By Emily A. Dougherty and Beverly R. Muzii
The coronavirus pandemic has changed the way many students approach learning. Though classes at the University of Central Florida have resumed in-person learning, students who are timid to return to the classroom have encountered an unforeseen concern, which has little to do with the virus itself.
Since 2009, UCF has been charging online
students an $18 per credit distance learning fee.
According to Heather Smith, a UCF spokesperson,
the distance learning fee funds “UCF’s Center for
Distributed Learning, which works with faculty
to design, develop, and drive engaging interactive
online instruction.”
But this fee, which is incorporated in the tuition of the online-degree program (a notably less costly option), comes as an additional cost for on-campus students who have decided not to return to the classroom in light of concerns about the pandemic.
Katrina Moynihan and Aviana Fedele are sophomores at UCF who have raised concerns about the ethics of charging traditionally on-campus students the distance learning fee.
Moynihan, an advertising major, decided to live on-campus, along with her roommate Fedele, a health science clinical major.
Both were once full-time, on-campus students, who have since adjusted to learning online.
Though they continued living on campus this semester, neither student was fully comfortable going back to the classroom, opting instead to continue taking the majority of their classes online.
They explained that the distance learning fee would not be as much of a concern to them if it were not that they were already paying fees for some amenities that are not currently available because of the pandemic.
“There are some students who don’t have the option to return to campus, due to various reasons caused by COVID-19, and are still charged this extra learning fee,” Moynihan said.
In the eyes of some students, the fees for online learning may not seem fair, and they believe that it is in the student’s best interest for the fee to be waived.
“I just don’t think it’s fair to be charging this extra fee, especially when it could be out of the student’s control due to either their own health condition or somebody they live with,” Fedele said. “It really shows how it’s a business and they don’t care about the pandemic.”
But UCF is a state-funded public university, which means it has little jurisdiction over which fees it can and cannot charge students.

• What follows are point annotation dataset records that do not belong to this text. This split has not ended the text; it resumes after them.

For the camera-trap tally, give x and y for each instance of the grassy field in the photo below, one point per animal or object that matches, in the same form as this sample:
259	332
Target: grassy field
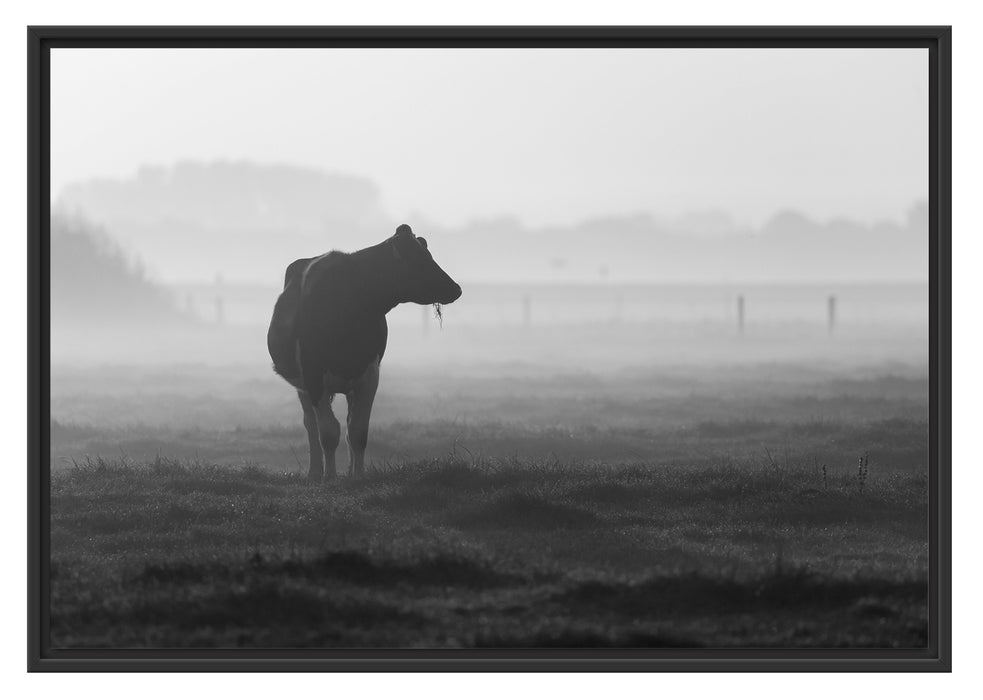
718	507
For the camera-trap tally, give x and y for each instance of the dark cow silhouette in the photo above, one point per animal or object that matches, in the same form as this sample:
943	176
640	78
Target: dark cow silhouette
329	332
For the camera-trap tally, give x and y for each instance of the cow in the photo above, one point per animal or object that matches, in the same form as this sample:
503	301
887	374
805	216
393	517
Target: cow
328	334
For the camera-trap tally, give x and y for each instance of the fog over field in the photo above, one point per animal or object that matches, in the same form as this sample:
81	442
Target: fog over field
692	346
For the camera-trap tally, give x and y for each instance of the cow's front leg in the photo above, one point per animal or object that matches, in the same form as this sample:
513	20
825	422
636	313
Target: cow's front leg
316	469
329	431
360	400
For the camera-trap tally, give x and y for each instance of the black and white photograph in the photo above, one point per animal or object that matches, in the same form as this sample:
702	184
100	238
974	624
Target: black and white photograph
490	347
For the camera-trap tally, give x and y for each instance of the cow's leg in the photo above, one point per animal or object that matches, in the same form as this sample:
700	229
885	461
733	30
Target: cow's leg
330	433
316	469
360	401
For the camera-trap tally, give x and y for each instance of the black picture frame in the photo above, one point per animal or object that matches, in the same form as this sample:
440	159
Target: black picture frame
936	657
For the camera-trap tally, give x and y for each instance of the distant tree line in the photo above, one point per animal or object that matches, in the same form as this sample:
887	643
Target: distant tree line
93	282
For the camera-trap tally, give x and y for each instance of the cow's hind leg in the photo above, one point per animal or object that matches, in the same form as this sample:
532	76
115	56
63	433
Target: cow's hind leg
316	469
329	431
359	410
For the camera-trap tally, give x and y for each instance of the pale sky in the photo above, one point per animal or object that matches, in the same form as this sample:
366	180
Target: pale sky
548	136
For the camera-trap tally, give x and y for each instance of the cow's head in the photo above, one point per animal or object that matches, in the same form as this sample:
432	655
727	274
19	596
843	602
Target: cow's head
419	279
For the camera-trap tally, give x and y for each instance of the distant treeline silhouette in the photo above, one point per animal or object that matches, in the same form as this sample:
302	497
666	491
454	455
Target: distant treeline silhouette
93	281
272	214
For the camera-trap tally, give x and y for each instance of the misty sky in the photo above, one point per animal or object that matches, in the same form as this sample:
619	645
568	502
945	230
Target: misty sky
548	136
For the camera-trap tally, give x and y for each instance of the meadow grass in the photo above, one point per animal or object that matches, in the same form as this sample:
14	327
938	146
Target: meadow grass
471	552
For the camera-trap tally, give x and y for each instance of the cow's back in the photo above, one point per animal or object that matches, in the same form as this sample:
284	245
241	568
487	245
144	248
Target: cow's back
281	339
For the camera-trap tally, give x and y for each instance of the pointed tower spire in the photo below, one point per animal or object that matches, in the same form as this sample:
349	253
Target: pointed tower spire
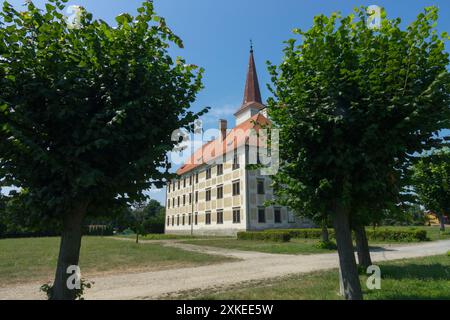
252	103
252	92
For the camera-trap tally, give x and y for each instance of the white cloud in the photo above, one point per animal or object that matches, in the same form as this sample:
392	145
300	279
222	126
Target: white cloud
216	113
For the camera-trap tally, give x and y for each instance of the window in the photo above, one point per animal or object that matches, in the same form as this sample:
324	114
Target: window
260	186
219	169
220	192
261	215
236	188
236	162
291	217
277	215
236	215
220	217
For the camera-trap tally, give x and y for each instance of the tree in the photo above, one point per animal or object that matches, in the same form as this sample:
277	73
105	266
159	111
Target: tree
431	182
87	112
353	105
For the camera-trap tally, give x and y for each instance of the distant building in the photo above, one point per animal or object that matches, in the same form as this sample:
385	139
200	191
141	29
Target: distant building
218	197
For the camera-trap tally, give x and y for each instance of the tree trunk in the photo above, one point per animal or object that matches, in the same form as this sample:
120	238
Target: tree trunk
325	234
441	221
69	252
362	246
347	261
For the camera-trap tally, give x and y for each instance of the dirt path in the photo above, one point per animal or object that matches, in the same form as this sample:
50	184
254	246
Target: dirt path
253	266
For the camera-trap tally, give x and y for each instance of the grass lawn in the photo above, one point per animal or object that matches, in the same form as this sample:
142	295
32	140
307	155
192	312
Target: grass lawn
295	246
420	278
34	259
300	246
158	236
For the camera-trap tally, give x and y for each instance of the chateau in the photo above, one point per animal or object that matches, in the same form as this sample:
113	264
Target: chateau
216	193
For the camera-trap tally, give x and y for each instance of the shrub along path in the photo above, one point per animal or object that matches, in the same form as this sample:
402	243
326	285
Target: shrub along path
253	266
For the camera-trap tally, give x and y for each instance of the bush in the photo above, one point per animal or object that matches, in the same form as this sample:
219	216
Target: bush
100	230
276	236
378	234
309	233
401	235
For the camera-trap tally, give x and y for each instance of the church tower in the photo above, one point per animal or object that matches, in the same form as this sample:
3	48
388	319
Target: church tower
252	103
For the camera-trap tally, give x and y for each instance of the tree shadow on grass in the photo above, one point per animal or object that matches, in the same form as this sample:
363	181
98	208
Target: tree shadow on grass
435	271
379	249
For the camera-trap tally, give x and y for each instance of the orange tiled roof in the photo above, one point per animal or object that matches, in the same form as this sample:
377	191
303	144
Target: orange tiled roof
237	137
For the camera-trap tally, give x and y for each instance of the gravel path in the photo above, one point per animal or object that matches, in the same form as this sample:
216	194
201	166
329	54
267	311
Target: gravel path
253	266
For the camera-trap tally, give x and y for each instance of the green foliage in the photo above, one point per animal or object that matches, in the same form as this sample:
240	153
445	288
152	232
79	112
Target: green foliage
354	105
378	234
312	233
86	114
101	230
276	236
431	180
84	285
400	235
329	245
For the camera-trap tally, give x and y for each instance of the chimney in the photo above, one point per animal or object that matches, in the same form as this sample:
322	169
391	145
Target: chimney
223	128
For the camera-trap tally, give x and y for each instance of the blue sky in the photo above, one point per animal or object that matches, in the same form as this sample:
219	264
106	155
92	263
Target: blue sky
216	36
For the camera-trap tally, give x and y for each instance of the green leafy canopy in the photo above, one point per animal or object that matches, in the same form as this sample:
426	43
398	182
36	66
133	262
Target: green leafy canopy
86	114
354	106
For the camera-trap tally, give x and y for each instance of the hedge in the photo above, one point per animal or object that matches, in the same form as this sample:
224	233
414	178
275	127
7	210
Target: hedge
309	233
379	234
410	235
276	236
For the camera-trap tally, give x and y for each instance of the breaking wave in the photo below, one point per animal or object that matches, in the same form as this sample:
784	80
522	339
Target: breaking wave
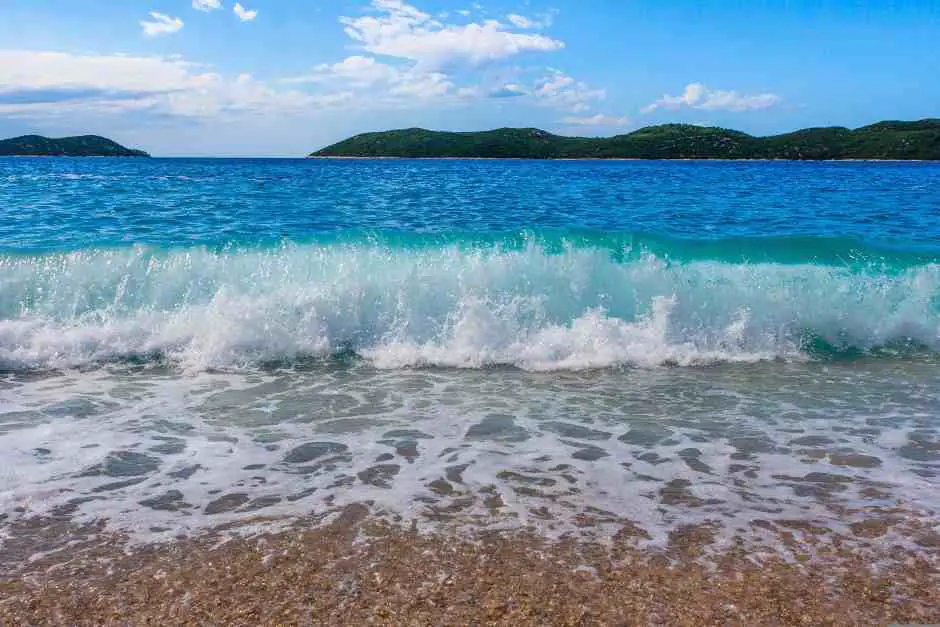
533	301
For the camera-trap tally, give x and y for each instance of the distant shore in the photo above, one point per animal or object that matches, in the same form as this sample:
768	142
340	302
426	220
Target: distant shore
683	159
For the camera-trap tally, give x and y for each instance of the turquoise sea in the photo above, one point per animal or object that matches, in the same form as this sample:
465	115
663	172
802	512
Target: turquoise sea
185	343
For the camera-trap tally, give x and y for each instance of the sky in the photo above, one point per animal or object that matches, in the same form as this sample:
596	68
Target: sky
286	77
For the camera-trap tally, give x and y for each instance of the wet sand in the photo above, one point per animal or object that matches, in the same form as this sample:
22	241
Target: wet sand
359	571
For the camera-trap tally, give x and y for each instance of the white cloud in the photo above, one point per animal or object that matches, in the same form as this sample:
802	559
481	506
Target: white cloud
698	96
423	86
509	90
244	14
519	21
564	92
596	120
357	70
50	83
161	25
397	29
207	5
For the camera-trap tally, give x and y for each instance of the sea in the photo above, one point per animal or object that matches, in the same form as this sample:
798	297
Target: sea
558	346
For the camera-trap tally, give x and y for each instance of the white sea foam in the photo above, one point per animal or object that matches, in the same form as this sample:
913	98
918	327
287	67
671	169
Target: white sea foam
447	306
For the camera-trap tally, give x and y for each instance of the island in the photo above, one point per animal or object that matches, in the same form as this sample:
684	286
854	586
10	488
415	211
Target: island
918	140
81	146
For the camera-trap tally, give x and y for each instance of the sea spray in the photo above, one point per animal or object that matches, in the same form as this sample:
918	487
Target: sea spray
531	302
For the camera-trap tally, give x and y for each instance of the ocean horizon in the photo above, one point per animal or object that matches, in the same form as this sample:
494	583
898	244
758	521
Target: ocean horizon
617	353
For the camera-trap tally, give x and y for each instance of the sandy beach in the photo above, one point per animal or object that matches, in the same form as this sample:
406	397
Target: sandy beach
357	570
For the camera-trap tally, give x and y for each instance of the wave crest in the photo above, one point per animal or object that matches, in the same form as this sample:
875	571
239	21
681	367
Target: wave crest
534	307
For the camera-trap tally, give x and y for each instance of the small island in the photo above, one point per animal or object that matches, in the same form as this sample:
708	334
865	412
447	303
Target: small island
890	140
81	146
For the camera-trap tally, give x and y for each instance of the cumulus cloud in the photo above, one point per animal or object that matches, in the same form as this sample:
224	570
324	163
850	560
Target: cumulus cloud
360	72
244	14
207	5
357	70
520	21
508	90
699	96
161	24
397	29
564	92
42	83
596	120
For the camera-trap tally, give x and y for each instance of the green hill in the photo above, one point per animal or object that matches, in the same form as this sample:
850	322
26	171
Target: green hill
83	146
884	140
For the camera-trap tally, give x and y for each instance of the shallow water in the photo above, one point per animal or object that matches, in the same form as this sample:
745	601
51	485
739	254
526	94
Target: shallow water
186	343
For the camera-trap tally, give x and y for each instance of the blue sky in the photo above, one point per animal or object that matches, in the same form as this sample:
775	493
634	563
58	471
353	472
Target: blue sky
284	77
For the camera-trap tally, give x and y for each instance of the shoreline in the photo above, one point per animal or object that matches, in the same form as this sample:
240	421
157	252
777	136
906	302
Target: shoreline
357	569
601	159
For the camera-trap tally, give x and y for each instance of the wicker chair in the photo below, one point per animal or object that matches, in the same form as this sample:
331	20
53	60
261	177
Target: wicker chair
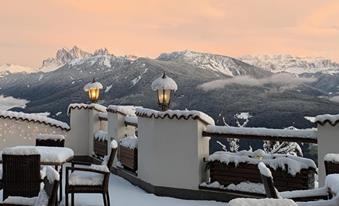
90	179
50	140
297	195
21	175
51	183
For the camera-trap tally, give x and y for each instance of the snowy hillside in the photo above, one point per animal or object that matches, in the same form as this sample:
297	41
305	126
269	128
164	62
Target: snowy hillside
6	69
292	64
226	65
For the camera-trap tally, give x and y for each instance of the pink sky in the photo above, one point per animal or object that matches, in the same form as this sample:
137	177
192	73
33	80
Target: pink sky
33	30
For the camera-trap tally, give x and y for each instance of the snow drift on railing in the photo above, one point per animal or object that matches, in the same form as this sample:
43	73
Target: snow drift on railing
131	119
178	114
102	115
259	131
97	107
123	109
294	164
34	118
322	119
50	136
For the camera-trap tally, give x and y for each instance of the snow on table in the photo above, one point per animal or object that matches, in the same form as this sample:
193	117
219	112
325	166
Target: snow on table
261	202
178	114
294	164
50	137
242	186
322	119
48	155
259	131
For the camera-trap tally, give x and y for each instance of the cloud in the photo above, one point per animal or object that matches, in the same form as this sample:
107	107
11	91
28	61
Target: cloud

In light of the pandemic, the state waived UCF’s “health fee,” which is an in-tuition cost that “helps to offset [student] medical costs which means
can see a health care provider with no out-of-pocket charge for the general (primary care) office visit.”
But the state did not mandate any alterations to the distance learning fee.
So, while UCF has implemented the COVID-19 protocols recommended by the Centers for Disease Control and Prevention, such as mask requirements and social distancing guidelines, students like Moynihan and Fedele are reluctant to return
to the classroom, leaving them few other options but to enroll in the online classes that charge the distance learning fee.